Auf Machtteilung, nicht aufi Machtübergabe waren die Sandinisten eingestellt. Nach dem Oppositionserfolg bei den Wahlen in Nikaragua stehen die Signale eher auf Konfrontation.
Auf Machtteilung, nicht aufi Machtübergabe waren die Sandinisten eingestellt. Nach dem Oppositionserfolg bei den Wahlen in Nikaragua stehen die Signale eher auf Konfrontation.
PLI, PLC, PAN, PDC, Pali, MDN, PSN, PCdeN, PAPC, PSD - das sind die Acronyme für einige jener Parteien, die zur UNO (Union Nacio-nal Opositora) vereint, bei den Wahlen in Nikaragua Ende Februar mit 55 Prozent die absolute Mehrheit gewonnen haben. Hinter den Abkürzungen verbergen sich kommunistische Parteien ebenso wie sozialistische, liberale, konservative und Contra-Vertreter. Nichts einte sie als der Protest gegen die Herrschaft der Sandinisten und der Druck der USA, die den Zusammenschluß der zersplitterten Opposition zum Sturz der Sandinisten wünschte und finanzierte.

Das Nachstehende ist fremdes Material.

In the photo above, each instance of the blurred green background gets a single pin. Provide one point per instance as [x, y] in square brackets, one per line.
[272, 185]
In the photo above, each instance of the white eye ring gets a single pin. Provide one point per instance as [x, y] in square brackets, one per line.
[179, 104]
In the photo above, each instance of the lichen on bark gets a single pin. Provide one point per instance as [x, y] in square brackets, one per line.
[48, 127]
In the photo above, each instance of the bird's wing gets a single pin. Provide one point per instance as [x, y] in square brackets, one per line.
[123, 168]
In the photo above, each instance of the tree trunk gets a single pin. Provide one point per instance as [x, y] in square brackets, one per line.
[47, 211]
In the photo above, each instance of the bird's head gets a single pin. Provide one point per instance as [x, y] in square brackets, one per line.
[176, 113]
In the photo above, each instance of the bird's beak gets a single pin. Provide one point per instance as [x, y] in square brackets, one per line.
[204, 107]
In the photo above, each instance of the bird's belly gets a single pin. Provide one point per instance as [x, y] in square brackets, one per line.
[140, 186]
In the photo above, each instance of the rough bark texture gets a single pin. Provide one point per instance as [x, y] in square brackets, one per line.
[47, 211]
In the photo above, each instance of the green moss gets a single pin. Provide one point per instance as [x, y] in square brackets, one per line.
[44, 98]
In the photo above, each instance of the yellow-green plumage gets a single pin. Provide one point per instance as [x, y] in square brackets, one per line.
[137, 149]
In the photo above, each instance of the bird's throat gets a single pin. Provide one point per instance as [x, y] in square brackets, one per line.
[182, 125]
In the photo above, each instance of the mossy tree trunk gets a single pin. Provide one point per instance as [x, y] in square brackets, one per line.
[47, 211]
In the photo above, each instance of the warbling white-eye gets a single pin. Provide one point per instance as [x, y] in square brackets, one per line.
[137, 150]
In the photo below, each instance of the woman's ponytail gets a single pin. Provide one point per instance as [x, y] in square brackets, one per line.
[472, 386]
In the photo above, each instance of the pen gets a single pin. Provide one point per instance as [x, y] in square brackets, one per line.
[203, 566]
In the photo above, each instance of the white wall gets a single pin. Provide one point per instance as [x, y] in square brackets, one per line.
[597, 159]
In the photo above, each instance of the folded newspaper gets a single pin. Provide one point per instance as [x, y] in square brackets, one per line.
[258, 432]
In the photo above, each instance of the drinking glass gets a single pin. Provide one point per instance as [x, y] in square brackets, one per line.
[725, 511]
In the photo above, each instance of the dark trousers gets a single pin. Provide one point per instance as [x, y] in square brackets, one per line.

Aber bereits vor den Wahlen bröckelte die zunächst weit mehr als ein Dutzend Parteien umfassende Gruppe ab, sodaß neben UNO und den Sandinisten noch die Parteien PCDN, PSC, MUP, PRT, MAP-ML, Punc, Puca und PLIUN bei diesen international bestbewachten Wahlen (Österreich war nicht nur mit einer UN-Delegation, sondern auch mit Vertretern der Parteienkonföderationen vertreten) kandidierten.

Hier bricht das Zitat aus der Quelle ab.